Çocukluk yıllarım, gençlik yıllarım ve yaşadığım genç fikirli, çocuk yürekli olgun yıllarımı düşündükçe adalı olmanın gerçekten bir özellik olduğunu anlıyorum. Ne mutlu bana ki denizimin mavisini, toprağımın rengini görebiliyor, ekmeğimin kokusunu alabiliyorum. Yaşamak için her şeyin daha güzeli, mükemmeli vardır elbette ve insanlar da buna layıktırlar ama bu benim dünyam ve benim olan her şeyi kalbime yazdım ben ; Onu sevmek, onu korumak, onu sahiplenmek görevini üstlenmektir benim yaşam felsefem.
Ben, Kınalı adalıyım. Adamdaki örf ve adetler ne kadar da değişse, gelen gideni ne kadar da aratsa, dış güçler adamızın kültürünü ne kadar da yozlaştırmaya çalışsa, ne kadar da nostalji yapsam, doğanın kaybolan güzellikleri ne kadar da yüreğimi yaksa, ben bir adalıyım, kah bir ağacın gölgesinde, kah mehtaplı bir gecede, kah keyif çayımı yudumlarken, kah ada vapurunun gelişini izlerken, kah bir martının kanat çırpışında, aşkımı, mutluluğumu, heyecanımı, acımı adanın topraklarında paylaşmışım ben.
Ben, Kınalı adalıyım.

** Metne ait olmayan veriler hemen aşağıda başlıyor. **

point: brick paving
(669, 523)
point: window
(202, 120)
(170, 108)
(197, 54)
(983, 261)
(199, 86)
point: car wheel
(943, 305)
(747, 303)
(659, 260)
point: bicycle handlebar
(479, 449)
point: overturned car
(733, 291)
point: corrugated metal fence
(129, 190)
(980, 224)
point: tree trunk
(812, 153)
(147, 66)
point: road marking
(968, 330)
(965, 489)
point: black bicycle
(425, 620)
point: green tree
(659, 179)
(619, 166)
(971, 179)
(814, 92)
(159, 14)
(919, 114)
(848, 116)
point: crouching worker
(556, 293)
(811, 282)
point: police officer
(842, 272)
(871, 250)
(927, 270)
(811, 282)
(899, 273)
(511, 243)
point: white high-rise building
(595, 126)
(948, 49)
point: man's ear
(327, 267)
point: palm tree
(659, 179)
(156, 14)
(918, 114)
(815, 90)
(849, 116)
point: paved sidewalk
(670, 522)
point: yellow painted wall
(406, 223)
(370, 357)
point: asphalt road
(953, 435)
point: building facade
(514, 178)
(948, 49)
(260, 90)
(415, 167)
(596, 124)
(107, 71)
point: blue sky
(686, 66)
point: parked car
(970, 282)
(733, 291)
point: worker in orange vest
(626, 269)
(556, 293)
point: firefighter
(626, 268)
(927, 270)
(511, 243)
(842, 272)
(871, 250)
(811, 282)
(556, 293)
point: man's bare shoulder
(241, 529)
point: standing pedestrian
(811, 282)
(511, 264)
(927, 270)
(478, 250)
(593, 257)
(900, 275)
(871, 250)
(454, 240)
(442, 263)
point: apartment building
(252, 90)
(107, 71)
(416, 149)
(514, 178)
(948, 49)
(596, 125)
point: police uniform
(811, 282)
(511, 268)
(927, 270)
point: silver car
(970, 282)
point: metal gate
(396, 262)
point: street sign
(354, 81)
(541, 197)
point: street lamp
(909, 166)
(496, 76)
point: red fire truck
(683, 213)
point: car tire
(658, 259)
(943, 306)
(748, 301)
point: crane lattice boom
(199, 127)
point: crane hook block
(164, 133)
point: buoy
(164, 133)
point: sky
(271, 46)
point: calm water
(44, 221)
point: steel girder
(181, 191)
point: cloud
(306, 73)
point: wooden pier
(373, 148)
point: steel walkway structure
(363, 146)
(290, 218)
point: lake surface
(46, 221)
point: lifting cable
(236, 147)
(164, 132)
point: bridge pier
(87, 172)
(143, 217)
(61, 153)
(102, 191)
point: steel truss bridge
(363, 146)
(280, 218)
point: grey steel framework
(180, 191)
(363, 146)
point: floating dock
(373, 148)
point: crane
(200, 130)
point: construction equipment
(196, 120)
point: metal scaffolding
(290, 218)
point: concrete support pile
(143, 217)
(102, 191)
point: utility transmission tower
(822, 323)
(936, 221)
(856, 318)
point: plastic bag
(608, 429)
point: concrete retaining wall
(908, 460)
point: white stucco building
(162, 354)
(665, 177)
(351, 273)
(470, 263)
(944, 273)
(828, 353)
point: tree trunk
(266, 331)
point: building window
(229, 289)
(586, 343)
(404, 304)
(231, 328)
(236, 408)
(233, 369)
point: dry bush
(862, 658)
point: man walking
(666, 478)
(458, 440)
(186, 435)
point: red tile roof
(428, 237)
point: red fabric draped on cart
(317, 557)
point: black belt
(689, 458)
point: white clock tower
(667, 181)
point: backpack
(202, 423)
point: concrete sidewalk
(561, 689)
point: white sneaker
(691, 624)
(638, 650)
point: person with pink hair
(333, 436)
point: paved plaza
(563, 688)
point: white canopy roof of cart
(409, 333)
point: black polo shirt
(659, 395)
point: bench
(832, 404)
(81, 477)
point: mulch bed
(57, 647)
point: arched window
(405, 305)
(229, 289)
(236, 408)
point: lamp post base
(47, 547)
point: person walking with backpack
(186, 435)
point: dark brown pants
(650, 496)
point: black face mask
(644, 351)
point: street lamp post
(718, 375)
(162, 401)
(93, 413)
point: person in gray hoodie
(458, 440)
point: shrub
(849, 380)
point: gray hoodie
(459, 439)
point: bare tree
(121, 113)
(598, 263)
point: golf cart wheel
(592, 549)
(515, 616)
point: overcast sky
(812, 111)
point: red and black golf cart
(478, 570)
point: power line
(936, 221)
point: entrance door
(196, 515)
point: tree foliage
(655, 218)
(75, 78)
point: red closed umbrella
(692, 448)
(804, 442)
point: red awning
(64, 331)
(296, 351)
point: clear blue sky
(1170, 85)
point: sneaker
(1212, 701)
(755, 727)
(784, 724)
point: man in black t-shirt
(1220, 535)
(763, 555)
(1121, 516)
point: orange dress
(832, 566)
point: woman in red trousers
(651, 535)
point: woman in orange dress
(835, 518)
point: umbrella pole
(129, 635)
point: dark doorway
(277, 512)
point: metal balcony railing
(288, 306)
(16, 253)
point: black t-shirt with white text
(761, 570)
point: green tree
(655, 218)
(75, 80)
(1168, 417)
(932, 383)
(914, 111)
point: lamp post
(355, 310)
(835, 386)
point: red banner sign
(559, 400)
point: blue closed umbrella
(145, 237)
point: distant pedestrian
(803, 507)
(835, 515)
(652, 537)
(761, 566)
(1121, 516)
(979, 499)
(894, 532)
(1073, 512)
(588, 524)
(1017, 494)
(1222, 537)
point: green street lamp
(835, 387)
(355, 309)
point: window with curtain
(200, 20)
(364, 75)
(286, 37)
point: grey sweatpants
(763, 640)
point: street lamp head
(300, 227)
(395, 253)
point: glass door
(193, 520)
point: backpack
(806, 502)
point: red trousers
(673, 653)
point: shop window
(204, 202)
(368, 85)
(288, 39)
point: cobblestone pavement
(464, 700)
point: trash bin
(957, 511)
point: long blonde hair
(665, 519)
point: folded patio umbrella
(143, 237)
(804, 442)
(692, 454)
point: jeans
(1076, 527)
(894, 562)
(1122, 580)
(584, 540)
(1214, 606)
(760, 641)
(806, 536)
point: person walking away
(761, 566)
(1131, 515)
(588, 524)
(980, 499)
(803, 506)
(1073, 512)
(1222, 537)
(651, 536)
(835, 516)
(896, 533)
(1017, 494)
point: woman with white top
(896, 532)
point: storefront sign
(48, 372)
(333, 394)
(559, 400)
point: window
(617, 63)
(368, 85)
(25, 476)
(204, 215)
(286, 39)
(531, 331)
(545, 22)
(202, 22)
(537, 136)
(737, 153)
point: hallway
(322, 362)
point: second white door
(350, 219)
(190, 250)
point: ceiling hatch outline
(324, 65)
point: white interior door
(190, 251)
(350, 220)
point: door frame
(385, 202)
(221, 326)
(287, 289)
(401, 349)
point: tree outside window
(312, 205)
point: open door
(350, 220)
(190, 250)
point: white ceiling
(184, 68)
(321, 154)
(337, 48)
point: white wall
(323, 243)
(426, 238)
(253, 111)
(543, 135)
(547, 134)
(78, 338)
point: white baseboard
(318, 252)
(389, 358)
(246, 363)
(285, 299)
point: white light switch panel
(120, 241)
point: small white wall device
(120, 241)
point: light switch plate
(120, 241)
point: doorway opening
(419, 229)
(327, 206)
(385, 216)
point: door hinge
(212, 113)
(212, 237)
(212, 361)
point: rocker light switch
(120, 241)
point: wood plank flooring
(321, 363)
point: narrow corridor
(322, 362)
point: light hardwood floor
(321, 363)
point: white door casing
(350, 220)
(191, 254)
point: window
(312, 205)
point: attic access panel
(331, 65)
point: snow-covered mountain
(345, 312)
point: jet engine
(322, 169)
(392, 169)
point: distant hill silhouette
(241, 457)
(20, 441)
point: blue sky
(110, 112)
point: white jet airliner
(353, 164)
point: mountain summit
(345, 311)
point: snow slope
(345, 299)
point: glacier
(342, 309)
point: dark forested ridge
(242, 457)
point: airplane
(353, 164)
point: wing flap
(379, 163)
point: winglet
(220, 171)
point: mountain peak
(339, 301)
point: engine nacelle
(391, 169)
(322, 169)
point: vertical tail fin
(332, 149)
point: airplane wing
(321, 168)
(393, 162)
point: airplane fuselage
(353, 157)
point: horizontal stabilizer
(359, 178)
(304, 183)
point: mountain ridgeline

Doğduğu toprakta romanını yazan, bu kitabın kaçıncı sayfasında olduğunu bilmeden yüreğinde sevgi, aklında kocaman bir yaşam, sözünün eri, güzeli doğrudan ayırabilecek bir kimlikle, şaşkın, kahkahalarla gülen, bazen da yüreği burkulup ağzını kilit açmayan bir adalıyım ben.
Ya bu topraklarda kalmayıp, bazen da kalamayarak göç edip uzak diyarlarda yaşayan canlarım? Ya onlar? Onların adalı kimliği beni üzer. Niçin, neden? Keşke deyip sayfaları doldurmanın anlamı yok. Hayat ne göstermişse onu yapmışlar. Daha mı iyi olmuş? Daha mı kötü olmuş? Orası bizi ilgilendirmez ama bence hem iyi hem kötü olmuş. Her şey nasıl düşündüklerine, ne yaşadıklarına bağlıdır. Gerçek olan şu ki, yıllardan sonra olsa bile, eski dostlarla karşılaştığımızda, yazıştığımızda, dün akşam ne yediğimizi hatırlamayabiliriz ama paylaştığımız o güzel günleri saatlerce konuşmaktan, anıları tazelemekten zevk alıyoruz. Birbirimizi kaybettiğimiz o zaman dilimi kaybolup gidiyor. Biz, çocukluk arkadaşlarımızı kaybetmişiz, kaybolmuşlar, bize onları kayıp ettirmişler.
Uzak diyarlarda yaşayıp da ben Kınalı adalıyım demeyen tek kişi yok. Onlar kalplerinin yarısını adanın denizine, Akasya Caddesine, Korpi’ye, anılarının yoğun olduğu her yere gömüp de gitmişler. Türkiye dedikleri zaman arkasından hemen adadan bahseder olmuşlar, evlerinin bir köşesinde adayı hatırlatan bir fotoğraf, bir tablo, bir eşya bulundurmuşlar.
Son yıllarda yaz tatillerini adada geçirenlerin sayısı çoğaldı. Onları turna kuşuna benzetirim. Gelişleri muhteşem oluyor ama her gidenin arkasından “Tanrım, bir daha gelmelerini nasip et” diyerek dua ederim.
Geçen yıl, uzak bir kıtadan adaya gelen bir arkadaşımın tatilini adadan ayrılmadan geçirmek istemesi beni çok duygulandırdı. Sayılı günler çabuk geçer, engel olmak istemiyorsunuz tabii ki ama görüşebildiğin kadarı da yetmiyor, yetmiyor.
Adada olup da adayı yaşayanlara ve yürekleri ada için adalı dostları için çarpan, anılarla hayatlarını süsleyen, kalplerinin yarısını adada bırakıp da gurbette yaşayan dostlara selam olsun.